Jackson said who makes these decisions is an interesting question but that the Oakland mayor was missing in action.
“In some ways, there’s clearly—there are clearly tensions here in Oakland between the Police Department and law enforcement, on the one hand, and the Jean Quan, the mayor’s office, on the other, with Chief Batts stepping down just days ago or a week ago, and in part because he felt like he didn’t have the tools, frankly, of repression and racial profiling that he wanted, such as youth curfews, gang injunctions and anti-loitering laws. On the one hand, we had a disgruntled chief who stepped down, who felt like he didn’t have enough of an arsenal here and felt that the mayor wasn’t giving him what he needed, on the other hand, and then, you know, on the other hand, we have the mayor, who basically was missing in action. And so, you know, there’s these power plays, these power dynamics, that are going on.
When Goodman asked about the police chief referring to some kind of sexual assault, Jackson replied, “That was—that was basically like the WMDs of our struggle here, has been—has been rats—rats, sexual assault and drug use.”
“And that’s why I say that it’s interesting to think about the decision-making process, because while clearly there are individuals who are making certain decisions, it’s—we have to look at, and be suspicious of, the fact that many of the camps all got attacked at the same time and really largely for the same reasons.”
The battle between armed “justice” department employees and unarmed protesters began with a 5:00 a.m. pre-dawn vicious raid by police on the campers who were chased and ended with one human rights defender in critical condition and approximately six other protesters wounded.
The M84 is the currently issued stun grenade of the U.S. Army that transfers its weapons to the U.S. Justice Department. When detonated, the stun grenade “emits an intensely loud “bang” and blinding flash of more than one million candela and 170–180 dB within five feet of initiation, sufficient to cause immediate (but temporary) flash blindness, deafness, tinnitus, andinner ear disturbance.” (“US Army’s Search for an Economical Device for Stun Hand Grenade Training” (PDF). dtic.mil, pg. 5. Retrieved on 24 July 2009.)
People exposed to the grenade experience disorientation, confusion and loss of coordination and balance.

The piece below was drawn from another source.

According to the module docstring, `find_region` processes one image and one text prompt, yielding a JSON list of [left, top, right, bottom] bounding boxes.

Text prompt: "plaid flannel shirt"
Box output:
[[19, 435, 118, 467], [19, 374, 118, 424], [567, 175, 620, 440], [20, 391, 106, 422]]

The M84 is classified as a non-lethal weapon.
Human rights defender Thomas Olsen, 24, a U.S. Marine veteran attempting to defend Americans protesting at Occupy Oakland remains unconscious in critical condition with a fractured skull, brain swelling and brain damage risk after shot in the face during Tuesday night’s American government assault on over 1000 protesters exercising Fifth Amendment Rights.
The hostile attack turned downtown Oakland into a war zone of explosions, smoke and screaming.